For instance, Chiang says, while office life may provide many efficiencies for large companies, remote work has also allowed for some democratization. Online tools can provide participatory options for those who may not feel comfortable raising their hand in a meeting room.
“One of the things I love seeing is how much more inclusive a lot of the conversations can be. I think when you’re in the office and you try to fit into a conference room there are different configurations of teams that come in for the conversation,” Chiang says. “But one of our big teams did a planning exercise where they took the entire team virtually off site to plan for the next year. That’s something that would have actually been pretty difficult to do in person because it’s hard to hear 100 different voices when you’re in the room together. But them doing that planning exercise together online in a remote situation was actually more productive. You can hear more voices in that situation.”
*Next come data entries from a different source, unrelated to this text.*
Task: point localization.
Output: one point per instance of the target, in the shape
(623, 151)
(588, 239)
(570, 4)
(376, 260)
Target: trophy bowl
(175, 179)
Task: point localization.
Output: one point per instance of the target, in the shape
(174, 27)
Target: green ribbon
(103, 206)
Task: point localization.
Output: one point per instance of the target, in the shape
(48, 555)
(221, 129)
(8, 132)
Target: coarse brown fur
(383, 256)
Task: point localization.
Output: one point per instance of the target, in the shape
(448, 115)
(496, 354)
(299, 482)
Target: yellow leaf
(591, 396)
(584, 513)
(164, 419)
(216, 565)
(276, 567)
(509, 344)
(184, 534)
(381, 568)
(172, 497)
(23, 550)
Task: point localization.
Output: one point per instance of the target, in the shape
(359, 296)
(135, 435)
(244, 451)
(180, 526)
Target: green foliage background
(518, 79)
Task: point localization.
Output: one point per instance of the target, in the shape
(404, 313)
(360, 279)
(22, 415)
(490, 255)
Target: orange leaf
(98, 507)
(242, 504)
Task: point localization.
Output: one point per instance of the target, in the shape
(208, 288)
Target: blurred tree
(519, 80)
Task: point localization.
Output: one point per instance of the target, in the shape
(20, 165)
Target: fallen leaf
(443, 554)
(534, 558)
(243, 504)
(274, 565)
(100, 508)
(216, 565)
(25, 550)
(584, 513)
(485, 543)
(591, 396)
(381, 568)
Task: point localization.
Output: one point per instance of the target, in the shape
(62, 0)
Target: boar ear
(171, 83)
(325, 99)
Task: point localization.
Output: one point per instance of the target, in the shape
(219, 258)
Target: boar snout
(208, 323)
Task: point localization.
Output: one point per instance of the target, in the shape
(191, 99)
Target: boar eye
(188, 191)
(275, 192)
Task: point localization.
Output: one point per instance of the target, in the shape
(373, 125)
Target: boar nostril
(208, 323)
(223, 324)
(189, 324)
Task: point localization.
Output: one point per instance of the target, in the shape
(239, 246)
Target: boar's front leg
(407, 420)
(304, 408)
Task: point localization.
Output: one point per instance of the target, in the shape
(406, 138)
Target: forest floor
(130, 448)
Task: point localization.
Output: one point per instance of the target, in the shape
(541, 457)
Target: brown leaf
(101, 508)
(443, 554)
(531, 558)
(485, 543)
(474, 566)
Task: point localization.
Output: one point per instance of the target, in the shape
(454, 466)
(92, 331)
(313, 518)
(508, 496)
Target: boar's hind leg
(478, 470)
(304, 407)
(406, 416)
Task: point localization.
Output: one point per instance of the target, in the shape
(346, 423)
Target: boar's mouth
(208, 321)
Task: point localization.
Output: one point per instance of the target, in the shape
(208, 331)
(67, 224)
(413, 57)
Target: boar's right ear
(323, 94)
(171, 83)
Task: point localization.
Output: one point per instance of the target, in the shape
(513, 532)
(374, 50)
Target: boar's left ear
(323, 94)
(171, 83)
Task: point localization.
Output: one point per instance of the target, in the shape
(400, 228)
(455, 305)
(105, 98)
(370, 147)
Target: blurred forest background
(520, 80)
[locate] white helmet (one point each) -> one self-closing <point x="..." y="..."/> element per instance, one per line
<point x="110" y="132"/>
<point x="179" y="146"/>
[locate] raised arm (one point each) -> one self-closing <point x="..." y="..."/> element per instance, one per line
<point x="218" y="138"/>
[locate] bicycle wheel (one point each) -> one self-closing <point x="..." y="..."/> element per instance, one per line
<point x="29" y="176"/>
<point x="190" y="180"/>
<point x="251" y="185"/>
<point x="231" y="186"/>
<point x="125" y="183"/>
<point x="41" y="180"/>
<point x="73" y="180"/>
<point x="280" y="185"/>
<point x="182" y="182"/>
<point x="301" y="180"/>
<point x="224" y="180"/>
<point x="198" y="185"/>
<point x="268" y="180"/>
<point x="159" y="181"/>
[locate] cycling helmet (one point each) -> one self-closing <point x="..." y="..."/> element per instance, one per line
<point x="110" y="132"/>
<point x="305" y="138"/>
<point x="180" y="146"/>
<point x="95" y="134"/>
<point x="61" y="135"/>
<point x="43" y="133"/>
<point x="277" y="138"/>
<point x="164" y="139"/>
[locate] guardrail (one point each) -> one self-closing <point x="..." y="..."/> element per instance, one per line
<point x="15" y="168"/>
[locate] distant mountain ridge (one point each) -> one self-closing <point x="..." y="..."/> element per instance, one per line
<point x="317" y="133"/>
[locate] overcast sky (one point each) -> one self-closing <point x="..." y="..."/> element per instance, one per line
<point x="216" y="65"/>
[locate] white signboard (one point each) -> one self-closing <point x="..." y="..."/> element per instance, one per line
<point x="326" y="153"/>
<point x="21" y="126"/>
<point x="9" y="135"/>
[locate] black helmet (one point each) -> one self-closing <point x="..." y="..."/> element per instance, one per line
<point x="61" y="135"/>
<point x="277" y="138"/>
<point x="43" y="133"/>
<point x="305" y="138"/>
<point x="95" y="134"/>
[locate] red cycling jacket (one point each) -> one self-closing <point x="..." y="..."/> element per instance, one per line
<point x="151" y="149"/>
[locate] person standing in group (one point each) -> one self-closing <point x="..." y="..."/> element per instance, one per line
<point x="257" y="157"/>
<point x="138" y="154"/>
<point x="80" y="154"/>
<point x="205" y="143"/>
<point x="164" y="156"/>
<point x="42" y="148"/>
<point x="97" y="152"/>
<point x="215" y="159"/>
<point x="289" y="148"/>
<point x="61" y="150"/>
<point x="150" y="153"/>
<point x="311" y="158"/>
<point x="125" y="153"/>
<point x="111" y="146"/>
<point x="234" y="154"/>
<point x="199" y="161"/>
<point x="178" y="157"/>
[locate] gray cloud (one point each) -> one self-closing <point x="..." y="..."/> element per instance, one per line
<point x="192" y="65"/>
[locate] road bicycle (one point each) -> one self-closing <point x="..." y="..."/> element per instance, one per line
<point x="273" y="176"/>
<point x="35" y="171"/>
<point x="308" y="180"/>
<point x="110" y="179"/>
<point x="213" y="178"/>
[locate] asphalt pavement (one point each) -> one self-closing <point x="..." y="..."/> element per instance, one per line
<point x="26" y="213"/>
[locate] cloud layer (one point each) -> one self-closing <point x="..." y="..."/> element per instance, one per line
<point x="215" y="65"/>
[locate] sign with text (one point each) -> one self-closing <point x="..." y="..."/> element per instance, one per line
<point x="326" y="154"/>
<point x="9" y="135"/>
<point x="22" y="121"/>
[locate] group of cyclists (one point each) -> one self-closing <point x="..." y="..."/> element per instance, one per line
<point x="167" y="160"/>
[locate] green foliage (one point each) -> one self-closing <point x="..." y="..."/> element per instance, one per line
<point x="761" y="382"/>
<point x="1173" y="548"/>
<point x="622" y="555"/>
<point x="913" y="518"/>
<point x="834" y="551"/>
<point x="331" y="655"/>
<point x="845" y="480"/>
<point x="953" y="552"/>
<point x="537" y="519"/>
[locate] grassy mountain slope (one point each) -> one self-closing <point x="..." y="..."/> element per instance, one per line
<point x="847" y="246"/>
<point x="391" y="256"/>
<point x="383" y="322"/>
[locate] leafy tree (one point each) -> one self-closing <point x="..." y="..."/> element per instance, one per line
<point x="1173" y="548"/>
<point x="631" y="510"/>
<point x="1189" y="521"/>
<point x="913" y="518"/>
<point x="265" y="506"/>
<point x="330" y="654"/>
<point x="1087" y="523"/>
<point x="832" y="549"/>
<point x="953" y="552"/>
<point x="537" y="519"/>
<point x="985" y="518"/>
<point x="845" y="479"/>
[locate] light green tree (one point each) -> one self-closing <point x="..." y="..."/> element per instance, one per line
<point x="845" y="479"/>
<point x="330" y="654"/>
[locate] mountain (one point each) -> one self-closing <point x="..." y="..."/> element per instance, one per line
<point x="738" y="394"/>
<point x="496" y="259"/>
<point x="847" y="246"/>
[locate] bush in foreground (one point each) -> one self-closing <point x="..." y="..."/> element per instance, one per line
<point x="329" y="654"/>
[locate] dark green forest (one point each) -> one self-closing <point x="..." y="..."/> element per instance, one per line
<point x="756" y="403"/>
Looking ahead, “Minecraft” has pledged to keep its educational assets free and available to non-educators at least through June 30. Chiang also sees the company continuing to experiment with bringing “Minecraft” to players outside of the core game, as witnessed by “Minecraft Earth” and “Minecraft Dungeons.”
“That is definitely something we’re very deliberate and focused on,” Chiang says. “Our players have been telling us for years that they want more versions of ‘Minecraft.’ The most popular question is, ‘Where is “Minecraft 2”?’ There really isn’t a ‘Minecraft 2,’ but options like ‘Minecraft Earth’ and ‘Minecraft Dungeons’ are ways we can continue to build out the ‘Minecraft’ franchise.”